Und Rasmussen …«, jetzt lachte der kleine Mann bitter auf, »zu dem Namen muss
ich wohl keinen Kommentar abgeben.«
    Lüder notierte sich zum Schluss Konstantin Schmiedels
Personalien und kehrte zu seinem BMW zurück. Bevor er losfuhr, wählte er Frauke Dobermann an. Erst im dritten
Versuch kam er durch.
    »Was gibt’s?«, fragte die Hauptkommissarin. Ihre
Stimme klang genervt.
    »Mich interessiert, ob es neue Entwicklungen gibt.«
    »Wenig. David Joost ist wieder bei seinen Eltern. Wir
haben der Mutter das Bild von Boris Kummerow gezeigt und gefragt, ob sie den
Entführer wiedererkennt. Zugegeben – das war eine unglückliche Situation, denn
die Frau hatte verständlicherweise nur Augen für ihren Sohn und hat uns keine
verwertbare Antwort gegeben. Inzwischen haben wir die Fahndung nach Kummerow
eingeleitet. Fernsehen und Presse sind eingeschaltet. Bisher aber ohne Erfolg.

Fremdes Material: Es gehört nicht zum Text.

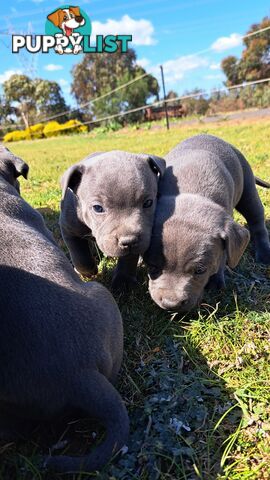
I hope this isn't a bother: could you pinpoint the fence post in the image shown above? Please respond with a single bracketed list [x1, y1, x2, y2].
[160, 65, 170, 130]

Klaus Jürgensen und sein Team sind dabei, den Unterschlupf der beiden Entführer
in Schleswig auseinanderzunehmen. Wir werden so viel Beweismaterial
zusammentragen, dass die Anklage hieb- und stichfest wird. Und? Was gibt es bei
Ihnen Neues?«
    »Nichts«, antwortete Lüder lapidar.
    Rendsburg, die lebhafte Industriestadt in der Mitte
des Nordostseekanals, hat zweifellos einige attraktive Ziele innerhalb ihrer
Mauern zu bieten. Doch keines kann auch nur annähernd mit dem Wahrzeichen der
Stadt, der Hochbrücke, konkurrieren. Die kühne Stahlkonstruktion überspannt in
einer Höhe von über vierzig Metern den Kanal und ist die wichtigste Nord-Süd-Eisenbahnverbindung.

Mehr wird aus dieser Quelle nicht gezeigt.